Today we took the girls to a local ballet school and watched their ballet recital. The girls have recently become interested in ballet and I am always looking for opportunities for the girls to practice their "sitting still and watching something quietly" skills. They still need a lot more practice with that skill!
During the recital, Sabrina stood next to me on the pews (this ballet school is part of a church). She started to pick her nose with her finger. I moved her finger away from her nose and quietly, but firmly, said "Do not pick your nose, Sabrina."
She turned to me with that grimace on her face which means that she is about to start wailing and said "It's my nose." Her finger immediately returned to her nostril for more picking. I grabbed her hand again and said "NO, Sabrina, you cannot pick your nose. If you start screaming, we will have to go outside and you will go into time out."

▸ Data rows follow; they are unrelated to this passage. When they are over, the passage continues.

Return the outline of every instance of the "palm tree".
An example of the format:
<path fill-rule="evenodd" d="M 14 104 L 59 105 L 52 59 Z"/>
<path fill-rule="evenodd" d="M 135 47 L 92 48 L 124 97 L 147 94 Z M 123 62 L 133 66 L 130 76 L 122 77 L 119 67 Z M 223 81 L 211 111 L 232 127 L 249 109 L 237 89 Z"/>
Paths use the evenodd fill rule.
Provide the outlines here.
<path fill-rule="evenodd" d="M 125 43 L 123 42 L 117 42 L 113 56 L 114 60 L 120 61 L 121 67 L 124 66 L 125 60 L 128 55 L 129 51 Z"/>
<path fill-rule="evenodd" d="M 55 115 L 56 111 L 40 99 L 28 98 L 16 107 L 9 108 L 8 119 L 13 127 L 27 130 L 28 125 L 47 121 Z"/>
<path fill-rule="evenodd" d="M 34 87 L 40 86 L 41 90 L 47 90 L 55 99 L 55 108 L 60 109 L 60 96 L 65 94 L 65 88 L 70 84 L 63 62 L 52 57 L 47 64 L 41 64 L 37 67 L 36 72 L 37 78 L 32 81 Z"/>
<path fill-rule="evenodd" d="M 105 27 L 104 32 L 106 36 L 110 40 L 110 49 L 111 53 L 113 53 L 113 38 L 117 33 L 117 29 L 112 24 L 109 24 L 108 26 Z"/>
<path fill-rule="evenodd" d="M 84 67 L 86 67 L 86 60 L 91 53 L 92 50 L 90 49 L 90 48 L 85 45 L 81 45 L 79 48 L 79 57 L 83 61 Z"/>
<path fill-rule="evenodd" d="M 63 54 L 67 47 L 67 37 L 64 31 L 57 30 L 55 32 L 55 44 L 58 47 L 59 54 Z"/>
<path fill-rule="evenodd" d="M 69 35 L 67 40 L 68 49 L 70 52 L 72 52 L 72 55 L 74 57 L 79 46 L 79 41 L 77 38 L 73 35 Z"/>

Thank God Sabrina still dislikes time out. She calmed down immediately. I fear the day when time out loses its sting with Sabrina!

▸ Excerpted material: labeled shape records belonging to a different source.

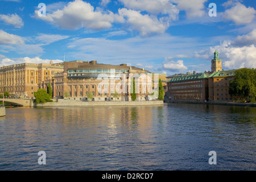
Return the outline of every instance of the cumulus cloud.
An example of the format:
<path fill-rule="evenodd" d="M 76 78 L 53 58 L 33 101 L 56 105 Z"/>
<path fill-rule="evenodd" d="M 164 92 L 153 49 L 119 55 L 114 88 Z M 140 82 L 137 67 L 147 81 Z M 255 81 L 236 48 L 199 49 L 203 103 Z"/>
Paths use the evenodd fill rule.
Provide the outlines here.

My thoughts returned to a common theme: my girls are so different. Almost every day my kids do something which reminds me of this truism. I have no memory of Catherine ever picking her nose. She had a runny nose most of the time because she had so much nausea, and maybe that had something to do with it. But Catherine is also a much cleaner person than Sabrina. Catherine washes her hands all the time and will not walk past a wall-mounted container of hand sanitizer without getting some. When I pick Sabrina up from school at the end of the day, I can determine her daily agenda by looking at the stains on her clothes, arms and hands: dirt and grass if they went outside, paint if they did crafts, lunch. I no longer dress Sabrina up for school. Instead, she just wears shorts or pants and a t-shirt.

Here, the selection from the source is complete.